The thing is that suppose the range of x goes till 1000, then x^2 will go till 10^6 and x^3 goes till 10^9!

That’s a huge range, and we will have to do some strict feature scaling to make sure that the contour plot doesn’t go haywire.


We can also choose a square root function to kill two birds with one stone.

Not only are we satisfying the instance set, but we have a feature set that won’t lead to convoluted contour plots.

Our hypothesis function will now look like this: h(x) = θ0 + θ1*x + θ2*x^0.5

The Normal Equation Method

So far we have seen that in order to solve for θ you can use the gradient descent method. However, there is one more method that you can use to solve for θ analytically, and it is called the normal equation method.

Let’s take an example set of our house pricing instances.

1 2981 5 2 15 450
1 1432 2 1 12 245
1 3421 7 3 20 600
1 2413 3 1 40 300

So, in this case, since there are 4 instances, m=4. We all know that x0 is, by default, 1.

If we make a feature set for this, it will look something like this. Let’s call this feature set X.

X = [(1, 2981, 5, 2, 15), (1, 1432, 2, 1, 12), (1, 3421, 7, 3, 20), (1, 2413, 3, 1, 40)].

The Y vector will look like this:

Y = [450, 245, 600, 300]

The formula for the creation of θ will look like this (Xt*X)^-1*Xt*Y.

The formula is the inverse of the product of the transpose matrix and matrix and the product of this inverse along with the transpose and the target matrix.

If we were to use this formula in Octave, then the code will look like this: pinv(X’ *X) *X’ * Y

In Octave, X’ is the transpose of X. The pinv() is the keyword used to find the inverse of a matrix. So pinv(X’*X) will be the inverse of the product of transpose X and X.

Unlike gradient scaling, the normal equation doesn’t really require feature scaling.

The differences between gradient scaling and normal equation look like this:

You need to choose the value of α No need to choose the value of α
Requires multiple iterations Doesn’t require iteration
Use this when there are many features (>10^6) Use this when there relatively fewer features.
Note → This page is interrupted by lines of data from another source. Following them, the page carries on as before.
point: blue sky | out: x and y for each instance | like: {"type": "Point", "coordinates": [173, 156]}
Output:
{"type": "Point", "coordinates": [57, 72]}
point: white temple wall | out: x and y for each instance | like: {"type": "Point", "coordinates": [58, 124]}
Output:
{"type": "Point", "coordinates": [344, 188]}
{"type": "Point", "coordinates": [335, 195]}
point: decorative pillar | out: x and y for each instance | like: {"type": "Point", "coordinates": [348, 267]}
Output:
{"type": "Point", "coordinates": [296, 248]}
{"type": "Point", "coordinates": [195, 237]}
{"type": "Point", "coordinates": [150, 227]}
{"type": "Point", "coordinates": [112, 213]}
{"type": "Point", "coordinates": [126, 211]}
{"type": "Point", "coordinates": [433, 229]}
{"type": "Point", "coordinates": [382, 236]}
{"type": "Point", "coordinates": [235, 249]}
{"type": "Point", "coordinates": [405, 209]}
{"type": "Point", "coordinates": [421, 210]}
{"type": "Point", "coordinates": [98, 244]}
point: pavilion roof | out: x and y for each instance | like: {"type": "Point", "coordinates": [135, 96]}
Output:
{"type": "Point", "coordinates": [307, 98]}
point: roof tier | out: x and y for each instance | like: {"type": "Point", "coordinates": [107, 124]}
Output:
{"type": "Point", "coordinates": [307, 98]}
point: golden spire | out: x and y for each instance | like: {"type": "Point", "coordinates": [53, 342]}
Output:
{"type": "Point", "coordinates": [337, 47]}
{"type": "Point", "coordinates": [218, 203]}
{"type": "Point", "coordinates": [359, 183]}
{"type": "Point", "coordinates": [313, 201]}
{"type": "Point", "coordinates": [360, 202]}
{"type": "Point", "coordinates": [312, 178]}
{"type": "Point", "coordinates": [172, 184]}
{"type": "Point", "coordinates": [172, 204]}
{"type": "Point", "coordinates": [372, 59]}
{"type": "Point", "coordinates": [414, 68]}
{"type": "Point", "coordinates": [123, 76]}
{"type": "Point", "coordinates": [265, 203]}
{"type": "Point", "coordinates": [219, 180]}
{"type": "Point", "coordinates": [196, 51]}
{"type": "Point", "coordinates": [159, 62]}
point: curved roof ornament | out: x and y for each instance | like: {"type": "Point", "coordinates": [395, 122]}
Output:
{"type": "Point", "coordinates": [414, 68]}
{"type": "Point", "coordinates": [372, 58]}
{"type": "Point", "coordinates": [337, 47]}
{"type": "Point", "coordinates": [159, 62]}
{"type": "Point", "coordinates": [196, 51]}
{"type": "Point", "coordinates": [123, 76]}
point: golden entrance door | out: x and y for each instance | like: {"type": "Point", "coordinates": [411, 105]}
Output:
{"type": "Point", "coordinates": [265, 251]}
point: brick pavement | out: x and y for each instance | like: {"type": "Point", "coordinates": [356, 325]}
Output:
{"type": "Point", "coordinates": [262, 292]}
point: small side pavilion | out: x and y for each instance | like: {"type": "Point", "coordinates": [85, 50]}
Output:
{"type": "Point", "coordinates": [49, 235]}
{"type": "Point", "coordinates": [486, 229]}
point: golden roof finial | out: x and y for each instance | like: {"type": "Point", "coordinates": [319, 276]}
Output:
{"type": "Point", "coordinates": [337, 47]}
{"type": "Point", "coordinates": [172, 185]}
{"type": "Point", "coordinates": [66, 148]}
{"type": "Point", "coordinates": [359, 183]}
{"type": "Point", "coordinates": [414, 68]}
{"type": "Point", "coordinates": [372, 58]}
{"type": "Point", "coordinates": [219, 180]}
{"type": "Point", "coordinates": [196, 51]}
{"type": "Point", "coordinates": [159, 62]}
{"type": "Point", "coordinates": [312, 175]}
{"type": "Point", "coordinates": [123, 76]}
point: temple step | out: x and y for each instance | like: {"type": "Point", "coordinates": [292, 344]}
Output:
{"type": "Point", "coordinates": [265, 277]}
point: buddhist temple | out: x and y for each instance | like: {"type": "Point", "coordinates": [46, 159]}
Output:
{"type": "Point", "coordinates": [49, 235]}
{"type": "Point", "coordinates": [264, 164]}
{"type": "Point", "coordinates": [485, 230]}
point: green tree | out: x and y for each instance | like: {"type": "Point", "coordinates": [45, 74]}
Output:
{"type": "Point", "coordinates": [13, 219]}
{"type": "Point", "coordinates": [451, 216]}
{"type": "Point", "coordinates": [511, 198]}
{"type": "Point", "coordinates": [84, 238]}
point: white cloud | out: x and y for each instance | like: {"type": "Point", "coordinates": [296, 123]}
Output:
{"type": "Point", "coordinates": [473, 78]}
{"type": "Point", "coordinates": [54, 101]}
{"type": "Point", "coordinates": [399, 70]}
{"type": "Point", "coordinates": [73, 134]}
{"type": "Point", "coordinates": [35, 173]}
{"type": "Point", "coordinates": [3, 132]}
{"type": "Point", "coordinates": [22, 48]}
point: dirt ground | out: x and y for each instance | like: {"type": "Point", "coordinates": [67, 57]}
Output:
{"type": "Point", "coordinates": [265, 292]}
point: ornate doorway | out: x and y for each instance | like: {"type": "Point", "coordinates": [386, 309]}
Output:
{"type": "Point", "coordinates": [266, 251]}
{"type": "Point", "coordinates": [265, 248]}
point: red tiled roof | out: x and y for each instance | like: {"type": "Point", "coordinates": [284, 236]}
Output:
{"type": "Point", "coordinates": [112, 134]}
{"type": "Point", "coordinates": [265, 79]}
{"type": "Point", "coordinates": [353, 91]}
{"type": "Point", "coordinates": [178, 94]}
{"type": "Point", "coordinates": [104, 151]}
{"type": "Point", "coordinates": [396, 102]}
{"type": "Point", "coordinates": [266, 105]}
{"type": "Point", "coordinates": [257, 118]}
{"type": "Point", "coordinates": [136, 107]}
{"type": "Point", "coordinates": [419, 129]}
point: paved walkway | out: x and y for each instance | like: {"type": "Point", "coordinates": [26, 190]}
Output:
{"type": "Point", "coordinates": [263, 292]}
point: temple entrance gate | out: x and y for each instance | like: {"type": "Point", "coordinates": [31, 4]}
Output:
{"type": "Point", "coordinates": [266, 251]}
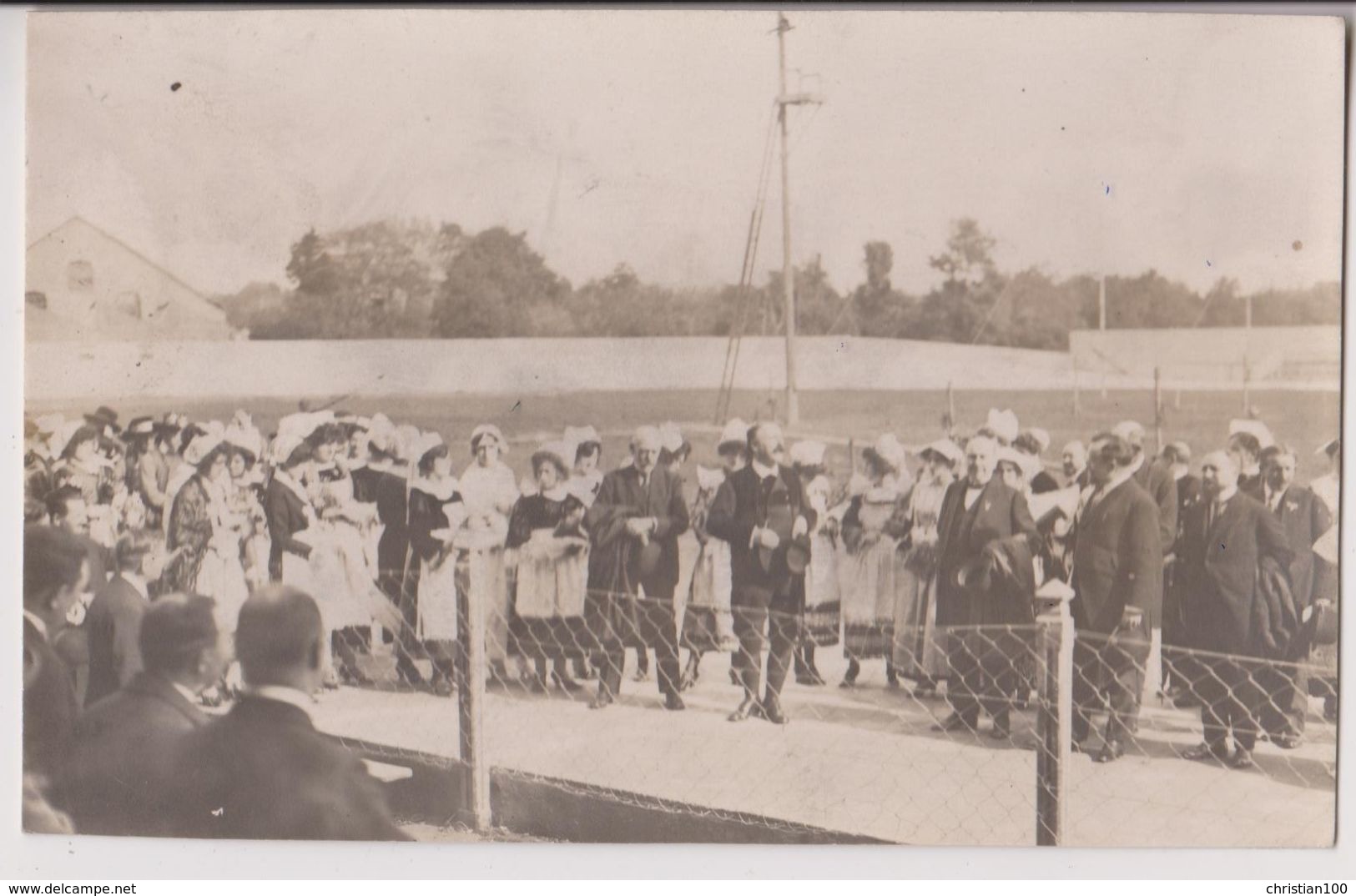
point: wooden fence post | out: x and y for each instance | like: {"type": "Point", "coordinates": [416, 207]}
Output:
{"type": "Point", "coordinates": [1054, 718]}
{"type": "Point", "coordinates": [471, 696]}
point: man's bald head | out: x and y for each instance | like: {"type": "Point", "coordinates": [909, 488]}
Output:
{"type": "Point", "coordinates": [766, 444]}
{"type": "Point", "coordinates": [646, 445]}
{"type": "Point", "coordinates": [1218, 473]}
{"type": "Point", "coordinates": [280, 639]}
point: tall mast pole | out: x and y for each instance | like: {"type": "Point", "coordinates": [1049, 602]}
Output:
{"type": "Point", "coordinates": [787, 282]}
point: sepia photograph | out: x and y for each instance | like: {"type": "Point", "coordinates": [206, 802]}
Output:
{"type": "Point", "coordinates": [683, 426]}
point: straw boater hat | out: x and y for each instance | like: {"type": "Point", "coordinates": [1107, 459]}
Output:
{"type": "Point", "coordinates": [559, 453]}
{"type": "Point", "coordinates": [945, 449]}
{"type": "Point", "coordinates": [488, 430]}
{"type": "Point", "coordinates": [889, 451]}
{"type": "Point", "coordinates": [809, 455]}
{"type": "Point", "coordinates": [1254, 429]}
{"type": "Point", "coordinates": [733, 433]}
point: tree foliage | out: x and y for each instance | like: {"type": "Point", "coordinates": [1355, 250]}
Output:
{"type": "Point", "coordinates": [416, 279]}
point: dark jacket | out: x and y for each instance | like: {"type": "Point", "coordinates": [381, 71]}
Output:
{"type": "Point", "coordinates": [264, 772]}
{"type": "Point", "coordinates": [117, 778]}
{"type": "Point", "coordinates": [1117, 559]}
{"type": "Point", "coordinates": [961, 536]}
{"type": "Point", "coordinates": [113, 625]}
{"type": "Point", "coordinates": [1157, 479]}
{"type": "Point", "coordinates": [614, 563]}
{"type": "Point", "coordinates": [744, 503]}
{"type": "Point", "coordinates": [1303, 516]}
{"type": "Point", "coordinates": [49, 704]}
{"type": "Point", "coordinates": [286, 516]}
{"type": "Point", "coordinates": [1218, 572]}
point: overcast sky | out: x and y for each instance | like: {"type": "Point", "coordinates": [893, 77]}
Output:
{"type": "Point", "coordinates": [1203, 145]}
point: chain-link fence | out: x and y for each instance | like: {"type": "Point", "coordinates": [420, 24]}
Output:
{"type": "Point", "coordinates": [965, 735]}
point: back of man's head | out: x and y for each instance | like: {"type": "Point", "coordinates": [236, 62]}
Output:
{"type": "Point", "coordinates": [174, 633]}
{"type": "Point", "coordinates": [278, 637]}
{"type": "Point", "coordinates": [1132, 433]}
{"type": "Point", "coordinates": [1112, 448]}
{"type": "Point", "coordinates": [53, 559]}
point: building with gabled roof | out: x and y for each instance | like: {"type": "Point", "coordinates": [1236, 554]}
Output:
{"type": "Point", "coordinates": [86, 285]}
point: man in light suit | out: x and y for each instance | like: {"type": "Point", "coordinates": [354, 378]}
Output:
{"type": "Point", "coordinates": [1305, 518]}
{"type": "Point", "coordinates": [635, 522]}
{"type": "Point", "coordinates": [262, 770]}
{"type": "Point", "coordinates": [1226, 537]}
{"type": "Point", "coordinates": [114, 618]}
{"type": "Point", "coordinates": [980, 516]}
{"type": "Point", "coordinates": [56, 574]}
{"type": "Point", "coordinates": [1117, 592]}
{"type": "Point", "coordinates": [118, 777]}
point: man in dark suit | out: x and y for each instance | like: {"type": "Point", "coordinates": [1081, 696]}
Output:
{"type": "Point", "coordinates": [1225, 541]}
{"type": "Point", "coordinates": [1303, 518]}
{"type": "Point", "coordinates": [635, 522]}
{"type": "Point", "coordinates": [1176, 456]}
{"type": "Point", "coordinates": [980, 520]}
{"type": "Point", "coordinates": [1156, 479]}
{"type": "Point", "coordinates": [56, 572]}
{"type": "Point", "coordinates": [766, 566]}
{"type": "Point", "coordinates": [67, 510]}
{"type": "Point", "coordinates": [114, 618]}
{"type": "Point", "coordinates": [262, 770]}
{"type": "Point", "coordinates": [1117, 590]}
{"type": "Point", "coordinates": [117, 778]}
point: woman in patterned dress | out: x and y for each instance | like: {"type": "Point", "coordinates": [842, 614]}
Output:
{"type": "Point", "coordinates": [707, 621]}
{"type": "Point", "coordinates": [436, 516]}
{"type": "Point", "coordinates": [488, 492]}
{"type": "Point", "coordinates": [875, 522]}
{"type": "Point", "coordinates": [918, 652]}
{"type": "Point", "coordinates": [824, 599]}
{"type": "Point", "coordinates": [551, 553]}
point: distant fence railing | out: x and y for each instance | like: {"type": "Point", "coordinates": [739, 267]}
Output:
{"type": "Point", "coordinates": [876, 765]}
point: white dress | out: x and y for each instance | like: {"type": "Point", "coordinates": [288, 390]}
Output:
{"type": "Point", "coordinates": [488, 494]}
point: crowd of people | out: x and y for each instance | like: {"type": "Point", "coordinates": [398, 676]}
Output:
{"type": "Point", "coordinates": [173, 566]}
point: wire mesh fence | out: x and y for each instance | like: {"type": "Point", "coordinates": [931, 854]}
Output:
{"type": "Point", "coordinates": [895, 732]}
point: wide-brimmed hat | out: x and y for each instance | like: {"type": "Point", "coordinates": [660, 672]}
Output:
{"type": "Point", "coordinates": [140, 427]}
{"type": "Point", "coordinates": [559, 453]}
{"type": "Point", "coordinates": [423, 444]}
{"type": "Point", "coordinates": [807, 455]}
{"type": "Point", "coordinates": [244, 437]}
{"type": "Point", "coordinates": [889, 451]}
{"type": "Point", "coordinates": [1254, 429]}
{"type": "Point", "coordinates": [733, 433]}
{"type": "Point", "coordinates": [1028, 464]}
{"type": "Point", "coordinates": [103, 418]}
{"type": "Point", "coordinates": [672, 440]}
{"type": "Point", "coordinates": [1002, 423]}
{"type": "Point", "coordinates": [581, 435]}
{"type": "Point", "coordinates": [945, 449]}
{"type": "Point", "coordinates": [488, 430]}
{"type": "Point", "coordinates": [205, 444]}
There are certain cases where normal equation fails. It usually happens when the product of Xt and X is non-invertible aka you can’t get its inverse.

This happens in usually two cases:

  • You are using redundant features (eg. x1= height in feet, x2= height in inches)
  • You are using more features than you have instances. In this case, the only way you can go forward is by deleting some of the features or by using regularization (more on this later).


So, that’s it with part 1. We have covered a lot of topics today. Please take your time to go through everything. We know that this could be overwhelming so try to go through it section-by-section. We are going to be back soon with part 2!